The Claire S. Copley Gallery was a Los Angeles gallery on La Cienega Boulevard that existed from 1973-1977. Together with the galleries of Eugenia Butler, Rolf Nelson, Nick Wilder, and Riko Mizuno, the Claire Copley Gallery played an important role in the Los Angeles art scene of the 1960s and 1970s. The gallery provided a venue for emerging American and European minimalist and Conceptual artists, among them Bas Jan Ader, Terry Allen, Michael Asher, Daniel Buren, Jan Dibbets, Ger Van Elk, On Kawara, Joseph Kosuth, David Lamelas, William Leavitt, Allan McCollum, Allen Ruppersberg, and William Wegman.

History 
The Claire S. Copley Gallery was featured along with two other women-owned galleries (those of Eugenia Butler and Riko Mizuno) in a 2011 exhibition at the Crossroads School's Sam Francis Gallery, part of the Pacific Standard Time collaborative initiative organized by the Getty and featuring Los Angeles art from 1945-1980.
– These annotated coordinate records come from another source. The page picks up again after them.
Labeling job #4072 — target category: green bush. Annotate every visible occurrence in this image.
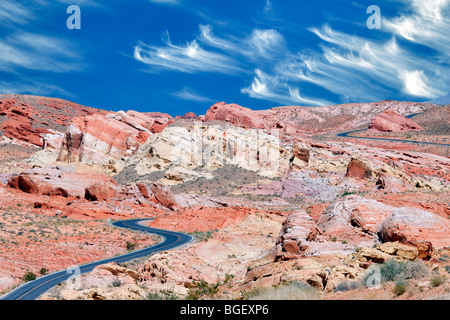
[392,281,406,296]
[363,260,429,284]
[248,281,320,300]
[127,241,136,251]
[146,290,178,300]
[334,281,359,292]
[187,280,220,300]
[430,276,445,287]
[39,268,48,275]
[22,271,36,282]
Copley's invitation to Michael Asher to launch his first American solo show in her space resulted in the work that the gallery may be best known for, the 1974 Installation where Asher removed the separating wall between the exhibition space and the back room storage and office areas.  In addition, Asher intentionally left the walls of the gallery itself completely blank. According to Asher,  "The idea was to integrate the two areas, so that  the office area and  its activities could be viewed  from  the exhibition area, and  the exhibition area opened to the  gallery directors' view." By exposing the gallery owner to viewers and viewers to the owner and without any additional art on display, Asher deliberately brought forth the usually hidden relationships existing between them.

By championing artists like Asher, Copley and other gallery owners at the time sought to challenge the reign of market forces by exhibiting works that couldn't be bought or sold. This stance in no small part led to the closing of the Copley Gallery after only a few years and to Copley's founding, along with Morgan Thomas and Connie Lewallen, of the non-profit Foundation for Art Resources, a non-profit organization dedicated to exhibiting unconventional work in public spaces.

References

External links
 She Accepts the Proposition: Women Gallerists and the Redefinition of Art in Los Angeles, 1967-1978
 Claire S. Copley Gallery, from Pacific Standard Time Archive
 [ History Lesson: A View from Here], from 2008, FAR: Foundation for Art Resources
 Getty Museum, Claire Copley Gallery records [6] 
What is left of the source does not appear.